The Sentry stood over him, perfectly still. It stared down at him as though it expected something, though he couldn't see its eyes behind the helmet.
"Sorry?" Alan finally tried.
"Don't do it again," the Sentry said. Its deep electronic voice held a note of weary disapproval, like a beat cop taking a joint off yet another sullen teen. Then it -- he? -- turned and walked back to his position at the top of the stairs.
Alan watched him go, testing his fingers with a rueful frown. No one else seemed at all concerned; Clu and Jarvis were talking as before, and the other Sentry had not moved. Alan's infraction must've been minor, so much so that a rap on the knuckles would take care of it... and yet the Sentry had known about it. His actions implied a system of surveillance so total that Alan could hardly imagine it. Were there cameras in the walls? Bugs beneath his chair? Monitors within the system?
Or were the beings of this world so deeply connected to the system that they simply knew when things were wrong?
Alan thought about that.

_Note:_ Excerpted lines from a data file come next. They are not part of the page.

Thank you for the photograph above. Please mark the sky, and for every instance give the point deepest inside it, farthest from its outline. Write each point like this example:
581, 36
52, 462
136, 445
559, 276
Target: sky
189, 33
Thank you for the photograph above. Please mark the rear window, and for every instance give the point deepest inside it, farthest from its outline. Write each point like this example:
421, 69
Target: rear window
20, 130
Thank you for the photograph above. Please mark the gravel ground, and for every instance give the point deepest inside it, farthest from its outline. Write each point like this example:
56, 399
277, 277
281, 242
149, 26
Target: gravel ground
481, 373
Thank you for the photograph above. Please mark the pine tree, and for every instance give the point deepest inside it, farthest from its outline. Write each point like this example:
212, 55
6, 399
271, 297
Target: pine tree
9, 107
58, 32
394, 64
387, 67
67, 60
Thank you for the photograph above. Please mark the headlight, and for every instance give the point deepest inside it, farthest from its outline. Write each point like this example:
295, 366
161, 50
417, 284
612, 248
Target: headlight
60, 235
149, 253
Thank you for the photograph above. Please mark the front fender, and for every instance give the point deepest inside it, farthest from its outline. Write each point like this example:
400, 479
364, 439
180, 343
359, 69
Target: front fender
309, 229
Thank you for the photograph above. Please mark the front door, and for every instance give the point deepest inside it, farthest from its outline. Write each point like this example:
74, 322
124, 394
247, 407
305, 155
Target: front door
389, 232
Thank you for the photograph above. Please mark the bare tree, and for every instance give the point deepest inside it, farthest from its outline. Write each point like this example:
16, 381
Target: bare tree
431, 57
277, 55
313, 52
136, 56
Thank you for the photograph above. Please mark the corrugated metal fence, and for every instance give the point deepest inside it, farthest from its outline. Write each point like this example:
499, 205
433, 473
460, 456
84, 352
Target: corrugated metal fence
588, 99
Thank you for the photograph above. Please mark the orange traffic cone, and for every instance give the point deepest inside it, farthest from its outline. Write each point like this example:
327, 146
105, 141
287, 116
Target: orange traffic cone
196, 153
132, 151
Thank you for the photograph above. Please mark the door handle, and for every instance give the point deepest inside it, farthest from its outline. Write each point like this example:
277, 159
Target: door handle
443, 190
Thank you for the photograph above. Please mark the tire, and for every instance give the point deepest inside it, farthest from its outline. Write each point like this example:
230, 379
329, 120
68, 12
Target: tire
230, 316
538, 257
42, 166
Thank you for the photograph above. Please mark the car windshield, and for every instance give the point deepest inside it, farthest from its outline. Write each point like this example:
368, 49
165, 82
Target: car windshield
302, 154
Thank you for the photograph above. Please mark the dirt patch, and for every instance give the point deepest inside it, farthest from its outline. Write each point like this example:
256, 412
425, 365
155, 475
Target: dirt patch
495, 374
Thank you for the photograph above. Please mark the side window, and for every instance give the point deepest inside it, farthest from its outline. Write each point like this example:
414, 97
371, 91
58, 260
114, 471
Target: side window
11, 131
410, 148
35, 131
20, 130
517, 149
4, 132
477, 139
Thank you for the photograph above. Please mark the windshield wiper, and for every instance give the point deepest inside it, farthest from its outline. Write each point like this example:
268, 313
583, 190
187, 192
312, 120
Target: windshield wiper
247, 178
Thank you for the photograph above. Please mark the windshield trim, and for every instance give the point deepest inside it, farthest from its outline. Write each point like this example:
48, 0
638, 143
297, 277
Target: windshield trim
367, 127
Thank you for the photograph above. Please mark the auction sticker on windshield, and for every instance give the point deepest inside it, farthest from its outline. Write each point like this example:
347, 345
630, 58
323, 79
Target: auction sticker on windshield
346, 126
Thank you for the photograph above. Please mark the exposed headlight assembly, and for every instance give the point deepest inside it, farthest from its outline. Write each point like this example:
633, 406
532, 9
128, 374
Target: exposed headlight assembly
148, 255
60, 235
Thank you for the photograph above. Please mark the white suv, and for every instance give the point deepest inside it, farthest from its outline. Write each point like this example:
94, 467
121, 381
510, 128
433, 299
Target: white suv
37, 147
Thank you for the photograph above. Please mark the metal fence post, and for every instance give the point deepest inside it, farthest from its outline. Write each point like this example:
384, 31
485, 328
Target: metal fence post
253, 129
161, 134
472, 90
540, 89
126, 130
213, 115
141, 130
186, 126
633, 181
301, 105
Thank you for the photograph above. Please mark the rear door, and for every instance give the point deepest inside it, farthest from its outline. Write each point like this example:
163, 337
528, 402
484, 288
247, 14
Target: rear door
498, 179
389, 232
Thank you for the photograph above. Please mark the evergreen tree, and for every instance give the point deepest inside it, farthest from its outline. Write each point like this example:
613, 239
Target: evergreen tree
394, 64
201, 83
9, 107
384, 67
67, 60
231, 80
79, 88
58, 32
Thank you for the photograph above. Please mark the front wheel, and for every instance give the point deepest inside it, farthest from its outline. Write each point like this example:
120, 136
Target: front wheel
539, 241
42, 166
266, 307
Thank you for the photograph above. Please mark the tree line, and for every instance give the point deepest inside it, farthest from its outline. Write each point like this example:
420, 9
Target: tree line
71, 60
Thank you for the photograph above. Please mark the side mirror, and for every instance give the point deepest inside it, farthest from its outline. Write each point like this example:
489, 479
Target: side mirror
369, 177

He leaned on his hand, rubbing the other against the edge of the screen. There was no way out. He was stuck, trapped in a system he barely understood, and the only way to survive was to cooperate... or so Clu wanted him to think. But if he was trapped fast, then it occurred to him that his actions hardly mattered. He'd serve until he died, which wasn't likely to be long, and then Clu would go on forever, minus the only User he'd ever have.
Alan allowed himself a tight-lipped smile. He'd been un-fireable at Encom for twenty years: Mackey had to keep him on no matter what he did or said, because to do otherwise would reveal the truth about the position Kevin's legacy had (or didn't have) at the company. He'd been a symbol, a token, and that had given him a degree of freedom that no one else had. And now Jarvis had said it himself.
Alan was Clu's pet User.
He nodded, cracked his knuckles, and tried to log in one more time. He entered his own name at the Password prompt -- why not? -- and then held his breath as he hit ENTER. But the prompt came back right away:
Password:
su: root access disabled from this terminal.
Then the screen blinked one more time, and another line appeared:
This means you, User!
Alan barked a laugh. He'd been right -- right enough, at least -- but the way out was still closed to him. That fact stung him for a moment, but then he remembered Larry Wall's motto, the one he'd given Clu that morning.
There's more than one way to do it, he thought.
Guess I'd better start with this... Tron.